In fact, to muddy the waters a bit more—as if that was what we needed right now—it would appear that oil does not lead bonds four months in advance, but that the yield curve leads oil 16 months in advance. Specifically, when the yield curve inverts, then oil tends to jump significantly in the next 16 months. Or, to put it more precisely, of the seven ‘Leeb oil shocks’ we have had, each except the 1987 and 2009 shocks were preceded by the yield curve flattening to below 1.00. In 1987, it had only gone as low as 1.24. Of the other five instances, four had been preceded by inverted yield curves, with the 1999 shock having been preceded by a flattening in the curve to 0.20.

yield curve seems to forecast Leeb oil shocks

Alternatively, not every inversion of the yield curve has been followed by an oil spike in 16 months. The inversion of the curve in 2000 did not ‘bring about’ an oil spike, but rather a 50% drop in crude. But, the bottom in the yield curve spread coincided very closely with the oil/gold ratio breaking through the 0.12 level, and thereby ushering in a decade of falling Dow/gold.

Even so, since we have argued that both the yield curve spread and the oil/gold ratio have generally telegraphed ‘Leeb shocks’, one might expect that the yield spread and the oil/gold ratio would be positively correlated for the most part.

I'm not sure what to make of this

We mentioned before that the gold/oil ratio ‘predicted’ the 10-year treasury 16 months in advance (although we are still exceptionally curious about what the silver/oil ratio might say about yields), while the three month yield appeared to be a function of the current 10-year yield divided by the current gold/oil ratio. But, as far as the mathematical model for the three month is concerned, any one of those factors could be expressed as a function of the other two.

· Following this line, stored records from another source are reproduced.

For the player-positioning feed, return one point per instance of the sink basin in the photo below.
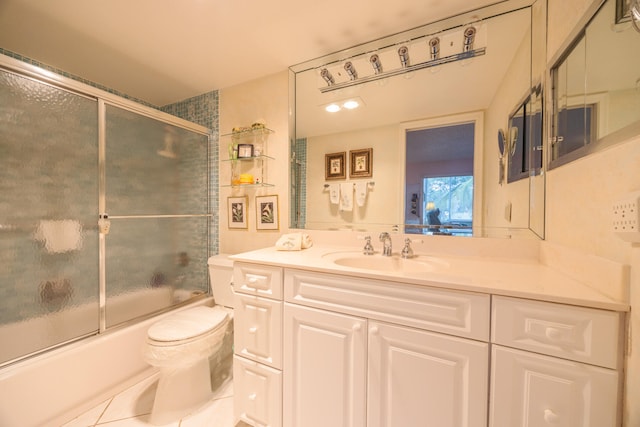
(377, 262)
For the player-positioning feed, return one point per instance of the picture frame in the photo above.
(267, 212)
(335, 165)
(361, 164)
(237, 212)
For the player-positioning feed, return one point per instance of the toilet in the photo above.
(182, 344)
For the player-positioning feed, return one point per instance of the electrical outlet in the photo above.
(626, 217)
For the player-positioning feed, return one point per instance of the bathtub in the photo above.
(53, 388)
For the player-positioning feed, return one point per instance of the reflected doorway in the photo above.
(439, 179)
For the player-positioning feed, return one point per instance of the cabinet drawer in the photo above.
(575, 333)
(530, 389)
(464, 314)
(258, 329)
(254, 279)
(257, 396)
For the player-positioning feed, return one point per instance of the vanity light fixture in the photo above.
(403, 54)
(469, 37)
(434, 48)
(375, 63)
(351, 70)
(326, 75)
(433, 56)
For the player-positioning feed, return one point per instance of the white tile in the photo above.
(218, 413)
(89, 418)
(136, 401)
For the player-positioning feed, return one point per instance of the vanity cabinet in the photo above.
(257, 367)
(554, 365)
(325, 365)
(346, 364)
(315, 349)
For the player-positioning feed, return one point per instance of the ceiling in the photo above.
(164, 51)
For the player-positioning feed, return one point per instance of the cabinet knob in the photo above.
(550, 417)
(553, 333)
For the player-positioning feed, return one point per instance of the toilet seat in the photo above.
(186, 326)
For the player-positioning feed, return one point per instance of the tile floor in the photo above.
(132, 407)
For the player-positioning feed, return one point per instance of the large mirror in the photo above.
(596, 85)
(419, 154)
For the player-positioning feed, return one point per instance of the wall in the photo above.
(321, 214)
(264, 99)
(580, 219)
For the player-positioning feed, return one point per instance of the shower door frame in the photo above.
(105, 98)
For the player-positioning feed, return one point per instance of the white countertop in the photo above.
(510, 277)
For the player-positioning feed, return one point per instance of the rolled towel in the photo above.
(294, 242)
(346, 196)
(334, 193)
(361, 193)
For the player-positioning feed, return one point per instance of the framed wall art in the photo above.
(335, 165)
(267, 212)
(361, 163)
(237, 211)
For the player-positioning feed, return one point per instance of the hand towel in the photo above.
(334, 193)
(294, 242)
(361, 193)
(346, 196)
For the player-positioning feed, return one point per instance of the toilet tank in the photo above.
(220, 276)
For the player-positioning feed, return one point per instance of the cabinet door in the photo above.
(257, 393)
(258, 329)
(324, 368)
(420, 378)
(539, 391)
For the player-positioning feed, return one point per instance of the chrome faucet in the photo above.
(368, 247)
(407, 251)
(385, 238)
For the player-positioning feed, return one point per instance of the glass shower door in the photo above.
(48, 211)
(156, 196)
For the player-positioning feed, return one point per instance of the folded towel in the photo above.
(334, 193)
(346, 196)
(361, 193)
(294, 242)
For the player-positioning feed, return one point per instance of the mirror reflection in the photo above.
(425, 103)
(596, 86)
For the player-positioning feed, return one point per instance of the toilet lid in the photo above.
(187, 324)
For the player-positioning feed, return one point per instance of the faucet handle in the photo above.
(368, 247)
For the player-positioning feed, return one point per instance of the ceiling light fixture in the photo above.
(326, 75)
(351, 104)
(375, 63)
(351, 70)
(403, 54)
(469, 37)
(434, 48)
(332, 108)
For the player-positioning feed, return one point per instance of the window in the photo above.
(449, 204)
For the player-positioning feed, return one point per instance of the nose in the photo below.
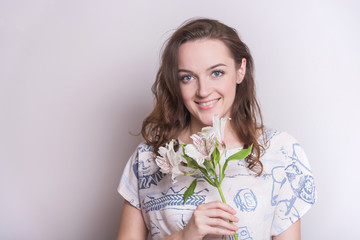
(203, 87)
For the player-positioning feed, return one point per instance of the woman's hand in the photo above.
(210, 218)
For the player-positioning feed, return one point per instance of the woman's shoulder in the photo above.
(144, 147)
(272, 137)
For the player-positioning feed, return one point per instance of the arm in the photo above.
(132, 225)
(208, 218)
(293, 232)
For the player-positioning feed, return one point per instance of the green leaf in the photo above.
(236, 156)
(209, 167)
(190, 190)
(241, 154)
(191, 162)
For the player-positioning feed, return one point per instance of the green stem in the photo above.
(224, 201)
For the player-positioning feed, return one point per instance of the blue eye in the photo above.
(217, 74)
(186, 78)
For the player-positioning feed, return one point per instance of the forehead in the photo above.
(202, 53)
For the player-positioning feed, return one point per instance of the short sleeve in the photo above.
(296, 191)
(128, 187)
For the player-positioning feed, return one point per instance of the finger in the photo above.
(217, 204)
(219, 213)
(218, 231)
(218, 222)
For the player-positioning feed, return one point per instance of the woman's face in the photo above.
(208, 76)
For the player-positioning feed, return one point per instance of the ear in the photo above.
(241, 71)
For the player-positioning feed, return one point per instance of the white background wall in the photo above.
(75, 78)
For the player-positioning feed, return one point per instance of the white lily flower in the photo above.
(169, 161)
(218, 128)
(201, 150)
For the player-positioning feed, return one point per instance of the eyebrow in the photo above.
(212, 67)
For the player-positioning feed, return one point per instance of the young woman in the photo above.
(207, 70)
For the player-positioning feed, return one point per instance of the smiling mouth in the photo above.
(208, 103)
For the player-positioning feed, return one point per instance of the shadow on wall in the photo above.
(127, 125)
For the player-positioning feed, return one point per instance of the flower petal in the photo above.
(193, 152)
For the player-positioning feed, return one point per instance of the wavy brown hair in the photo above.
(170, 115)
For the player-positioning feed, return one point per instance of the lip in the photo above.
(206, 105)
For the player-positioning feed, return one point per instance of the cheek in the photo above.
(185, 93)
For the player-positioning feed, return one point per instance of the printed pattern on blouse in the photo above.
(266, 205)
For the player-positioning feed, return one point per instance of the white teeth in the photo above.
(208, 103)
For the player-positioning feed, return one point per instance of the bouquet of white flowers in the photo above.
(203, 155)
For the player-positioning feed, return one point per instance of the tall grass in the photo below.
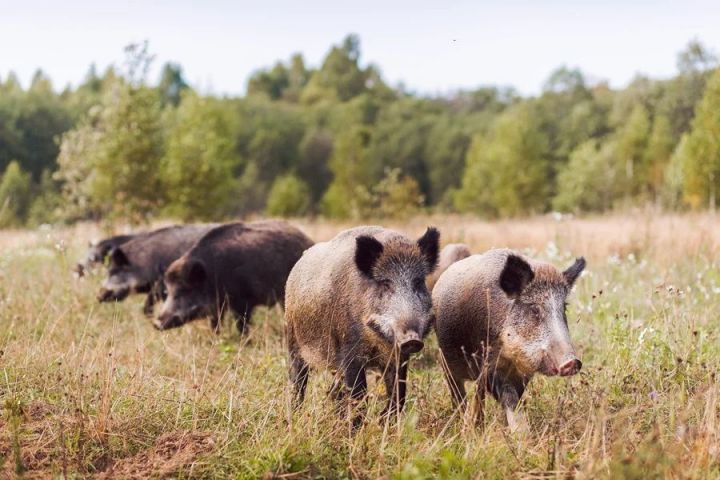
(89, 389)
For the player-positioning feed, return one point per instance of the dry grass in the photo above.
(92, 390)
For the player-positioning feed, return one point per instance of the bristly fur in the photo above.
(516, 275)
(574, 271)
(430, 247)
(367, 252)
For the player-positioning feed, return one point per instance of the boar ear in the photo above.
(429, 245)
(195, 272)
(516, 275)
(367, 251)
(118, 257)
(574, 271)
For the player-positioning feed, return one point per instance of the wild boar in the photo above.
(237, 266)
(500, 318)
(98, 252)
(139, 265)
(450, 254)
(359, 302)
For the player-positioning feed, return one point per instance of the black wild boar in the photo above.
(359, 302)
(500, 318)
(450, 254)
(138, 265)
(98, 252)
(237, 266)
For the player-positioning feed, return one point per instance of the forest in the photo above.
(335, 140)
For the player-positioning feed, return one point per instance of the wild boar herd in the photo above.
(363, 301)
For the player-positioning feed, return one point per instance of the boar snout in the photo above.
(165, 322)
(410, 342)
(565, 367)
(571, 367)
(109, 295)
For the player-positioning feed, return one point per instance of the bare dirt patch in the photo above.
(171, 453)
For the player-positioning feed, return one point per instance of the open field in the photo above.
(93, 390)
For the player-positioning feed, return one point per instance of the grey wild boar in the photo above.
(138, 266)
(359, 302)
(98, 252)
(500, 318)
(237, 266)
(450, 254)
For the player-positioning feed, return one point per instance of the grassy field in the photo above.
(93, 390)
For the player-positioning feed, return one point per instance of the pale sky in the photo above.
(431, 46)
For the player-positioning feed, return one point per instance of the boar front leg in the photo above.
(509, 399)
(396, 388)
(356, 383)
(149, 304)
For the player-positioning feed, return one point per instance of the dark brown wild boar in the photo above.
(98, 252)
(359, 302)
(450, 254)
(138, 266)
(500, 318)
(237, 266)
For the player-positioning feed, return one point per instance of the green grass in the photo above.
(90, 389)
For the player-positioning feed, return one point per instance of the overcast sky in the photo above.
(430, 46)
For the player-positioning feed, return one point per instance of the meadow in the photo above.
(91, 390)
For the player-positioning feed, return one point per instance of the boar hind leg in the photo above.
(242, 311)
(299, 372)
(396, 387)
(149, 304)
(509, 396)
(356, 382)
(456, 384)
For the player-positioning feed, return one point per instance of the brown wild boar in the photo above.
(359, 302)
(450, 254)
(236, 266)
(138, 265)
(500, 318)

For example, that the current 10-year yield is a multiple of the gold/oil ratio and the three month yield, or that the gold/oil ratio is the yield curve, which is ironic, because the conclusion today’s argument had tended towards was that the oil/gold ratio generally and roughly matched the yield curve. Is it possible that both are true, because in one instance we are using division and in the other subtraction? That appears to be what is at issue in this instance. So, is it legitimate to use division to measure the yield curve spread? What is the justification behind using subtraction?